Diego Fusaro Filosofo
Ci ripetono costantemente che lo stato sociale non è più sostenibile. Che eravamo abituati a vivere “al di sopra delle nostre possibilità”. Intanto il malcontento popolare monta, sempre più cavalcato da partiti estremisti con conseguenti e quotidiane derive xenofobe. L’Europa sembra assistere impotente a questo pericoloso scenario.
Preoccupati per questo quadro desolante e per un orizzonte tutt’altro che roseo, i tre registi in questione si sono chiesti cosa potesse fare il cinema, se in qualche modo potesse contribuire a creare dibattito pubblico informato su questioni così complesse, ma così determinanti per la vita di ognuno di noi. Il progetto è totalmente autofinanziato e riconoscendone il valore sociale hanno aderito gratuitamente alcuni dei più grandi intellettuali del mondo, tra cui Noam Chomsky (filosofo e linguista, definito dal New York Times “Probabilmente il più grande intellettuale vivente”), Yanis Varoufakis (ex ministro delle Finanze greco), Stephanie Kelton (economista capo del budget del senato degli Stati Uniti e consulente economico di Bernie Sanders), Warren Mosler (insider finanziario, esperto di sistemi monetari), Paul De Grauwe (Economista, London School of Economics), Erri De Luca (scrittore).

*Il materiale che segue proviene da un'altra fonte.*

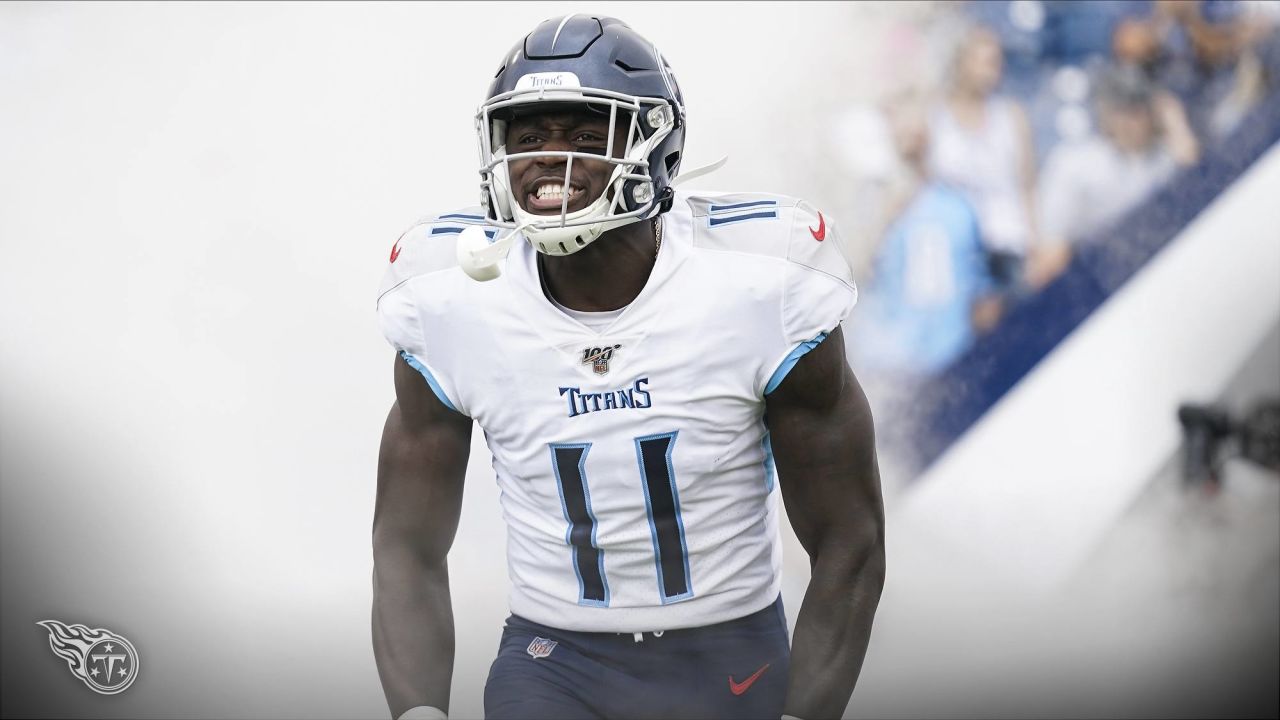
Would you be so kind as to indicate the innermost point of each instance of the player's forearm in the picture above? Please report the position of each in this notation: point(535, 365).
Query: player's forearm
point(412, 625)
point(833, 627)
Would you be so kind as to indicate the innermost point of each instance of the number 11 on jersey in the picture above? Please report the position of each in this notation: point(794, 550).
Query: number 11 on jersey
point(662, 502)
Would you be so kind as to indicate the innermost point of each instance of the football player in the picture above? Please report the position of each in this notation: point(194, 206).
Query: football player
point(654, 370)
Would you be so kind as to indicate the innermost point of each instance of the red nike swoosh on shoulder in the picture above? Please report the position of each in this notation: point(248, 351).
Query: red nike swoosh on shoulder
point(739, 688)
point(821, 233)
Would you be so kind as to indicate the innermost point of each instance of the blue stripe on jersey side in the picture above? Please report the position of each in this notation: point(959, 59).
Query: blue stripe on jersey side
point(771, 469)
point(755, 204)
point(456, 231)
point(725, 220)
point(653, 527)
point(430, 379)
point(790, 361)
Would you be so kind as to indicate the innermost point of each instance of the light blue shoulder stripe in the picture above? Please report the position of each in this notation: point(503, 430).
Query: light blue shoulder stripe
point(790, 361)
point(430, 379)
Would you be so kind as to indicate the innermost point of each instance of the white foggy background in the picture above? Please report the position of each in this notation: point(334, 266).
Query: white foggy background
point(196, 205)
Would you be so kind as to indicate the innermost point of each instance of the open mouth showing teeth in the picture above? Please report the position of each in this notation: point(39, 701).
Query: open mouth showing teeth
point(551, 196)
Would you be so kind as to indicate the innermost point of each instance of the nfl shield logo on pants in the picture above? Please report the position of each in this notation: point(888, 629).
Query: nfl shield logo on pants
point(540, 647)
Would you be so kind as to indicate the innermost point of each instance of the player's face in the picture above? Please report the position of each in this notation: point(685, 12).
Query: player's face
point(539, 182)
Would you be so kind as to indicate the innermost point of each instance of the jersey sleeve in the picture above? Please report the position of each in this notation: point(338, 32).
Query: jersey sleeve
point(818, 290)
point(419, 267)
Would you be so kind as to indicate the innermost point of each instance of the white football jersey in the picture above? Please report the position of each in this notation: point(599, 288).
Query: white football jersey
point(634, 463)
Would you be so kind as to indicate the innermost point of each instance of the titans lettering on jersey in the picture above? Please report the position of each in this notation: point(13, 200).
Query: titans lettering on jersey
point(649, 515)
point(583, 402)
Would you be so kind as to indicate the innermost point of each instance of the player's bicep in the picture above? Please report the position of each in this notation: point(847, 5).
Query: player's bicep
point(420, 470)
point(824, 446)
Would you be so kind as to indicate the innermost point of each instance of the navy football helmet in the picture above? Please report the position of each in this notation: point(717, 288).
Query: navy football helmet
point(603, 64)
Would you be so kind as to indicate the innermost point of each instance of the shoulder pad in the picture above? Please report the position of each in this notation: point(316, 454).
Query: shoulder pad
point(768, 224)
point(429, 246)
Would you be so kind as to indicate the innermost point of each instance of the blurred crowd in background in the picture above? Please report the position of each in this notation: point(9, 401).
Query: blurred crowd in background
point(1045, 123)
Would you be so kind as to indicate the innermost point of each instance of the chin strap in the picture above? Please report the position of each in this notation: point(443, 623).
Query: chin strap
point(480, 259)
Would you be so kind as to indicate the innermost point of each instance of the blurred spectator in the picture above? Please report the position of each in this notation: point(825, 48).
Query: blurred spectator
point(1086, 185)
point(981, 144)
point(1210, 55)
point(931, 285)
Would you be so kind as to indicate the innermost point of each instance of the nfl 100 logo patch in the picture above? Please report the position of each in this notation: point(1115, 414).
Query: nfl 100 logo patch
point(599, 358)
point(540, 647)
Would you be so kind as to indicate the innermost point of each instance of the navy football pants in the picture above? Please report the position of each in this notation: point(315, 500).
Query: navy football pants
point(736, 669)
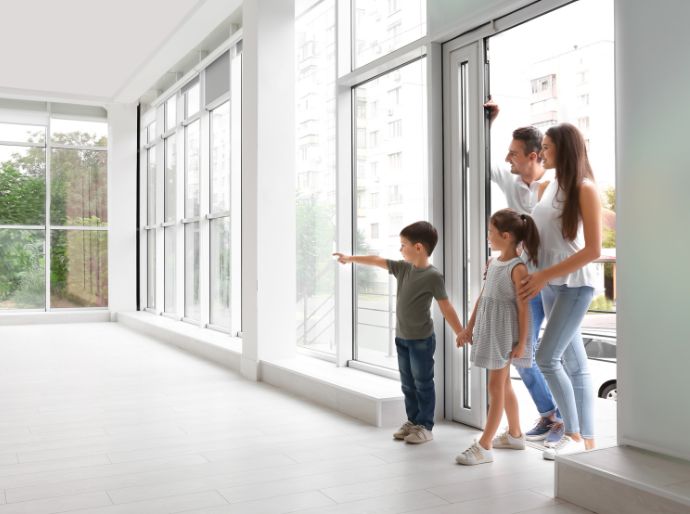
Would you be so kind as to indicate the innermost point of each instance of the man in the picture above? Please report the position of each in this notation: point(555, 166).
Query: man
point(520, 184)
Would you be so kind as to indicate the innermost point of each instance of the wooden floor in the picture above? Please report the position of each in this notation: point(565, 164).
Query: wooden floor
point(96, 418)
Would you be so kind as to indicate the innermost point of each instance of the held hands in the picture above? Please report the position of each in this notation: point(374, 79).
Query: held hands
point(464, 336)
point(531, 285)
point(342, 258)
point(518, 352)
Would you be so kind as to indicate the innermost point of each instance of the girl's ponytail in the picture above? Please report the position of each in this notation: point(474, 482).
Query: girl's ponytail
point(530, 239)
point(523, 229)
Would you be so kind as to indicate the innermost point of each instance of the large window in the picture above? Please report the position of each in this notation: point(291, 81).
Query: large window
point(194, 209)
point(362, 168)
point(392, 167)
point(62, 235)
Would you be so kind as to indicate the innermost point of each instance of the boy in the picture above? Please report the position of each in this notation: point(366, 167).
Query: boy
point(418, 283)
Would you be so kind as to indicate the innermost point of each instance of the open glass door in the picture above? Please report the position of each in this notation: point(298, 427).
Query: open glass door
point(465, 217)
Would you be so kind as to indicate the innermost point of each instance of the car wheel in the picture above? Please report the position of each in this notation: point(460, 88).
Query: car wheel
point(609, 392)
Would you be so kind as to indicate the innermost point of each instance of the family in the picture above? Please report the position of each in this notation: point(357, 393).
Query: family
point(546, 241)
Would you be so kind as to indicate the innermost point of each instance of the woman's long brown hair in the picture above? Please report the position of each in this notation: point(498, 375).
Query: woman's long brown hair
point(572, 167)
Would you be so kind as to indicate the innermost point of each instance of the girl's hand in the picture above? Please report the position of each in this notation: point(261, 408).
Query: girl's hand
point(342, 258)
point(518, 352)
point(464, 336)
point(531, 285)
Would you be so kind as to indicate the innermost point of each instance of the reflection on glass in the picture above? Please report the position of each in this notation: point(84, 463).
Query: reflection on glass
point(170, 112)
point(22, 185)
point(191, 271)
point(22, 269)
point(316, 179)
point(220, 158)
point(170, 203)
point(192, 194)
point(78, 268)
point(19, 133)
point(78, 132)
point(151, 269)
point(220, 279)
point(381, 26)
point(192, 100)
point(170, 283)
point(78, 187)
point(391, 192)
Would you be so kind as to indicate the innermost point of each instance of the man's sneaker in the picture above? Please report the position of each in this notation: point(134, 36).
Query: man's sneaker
point(403, 431)
point(540, 430)
point(505, 440)
point(555, 435)
point(564, 447)
point(418, 435)
point(475, 454)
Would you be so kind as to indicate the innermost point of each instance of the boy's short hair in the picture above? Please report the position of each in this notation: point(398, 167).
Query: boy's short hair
point(421, 232)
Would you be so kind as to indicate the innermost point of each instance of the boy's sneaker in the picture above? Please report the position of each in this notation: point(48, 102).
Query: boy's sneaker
point(564, 447)
point(403, 431)
point(505, 440)
point(418, 435)
point(555, 435)
point(475, 454)
point(540, 430)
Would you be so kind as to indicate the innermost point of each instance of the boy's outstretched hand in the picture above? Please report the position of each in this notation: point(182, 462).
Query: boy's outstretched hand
point(342, 258)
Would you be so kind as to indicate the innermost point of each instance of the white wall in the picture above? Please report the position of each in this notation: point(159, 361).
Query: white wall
point(122, 206)
point(268, 183)
point(653, 111)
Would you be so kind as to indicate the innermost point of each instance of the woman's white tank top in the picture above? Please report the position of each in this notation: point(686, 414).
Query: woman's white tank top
point(554, 248)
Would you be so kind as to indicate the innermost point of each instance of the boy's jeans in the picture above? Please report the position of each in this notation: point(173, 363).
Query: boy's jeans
point(532, 377)
point(416, 365)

Con il loro aiuto e attraverso un’indagine durata cinque anni, il documentario sfata alcuni dei più incrollabili dogmi economici che influenzano le politiche dell’Unione Europea. Dogmi che non solo hanno impedito ai Paesi europei di risollevarsi dalla crisi peggiore degli ultimi cento anni, ma che addirittura… la aggravano. Ce lo chiede l’Europa, ovviamente. E noi dovremmo imparare a risponderle con il più elementare gesto della critica: il “no” risoluto di chi si oppone. E di chi è pronto ad abbandonare l’Unione europea se i sacrifici che essa ci impone non sono accettabili.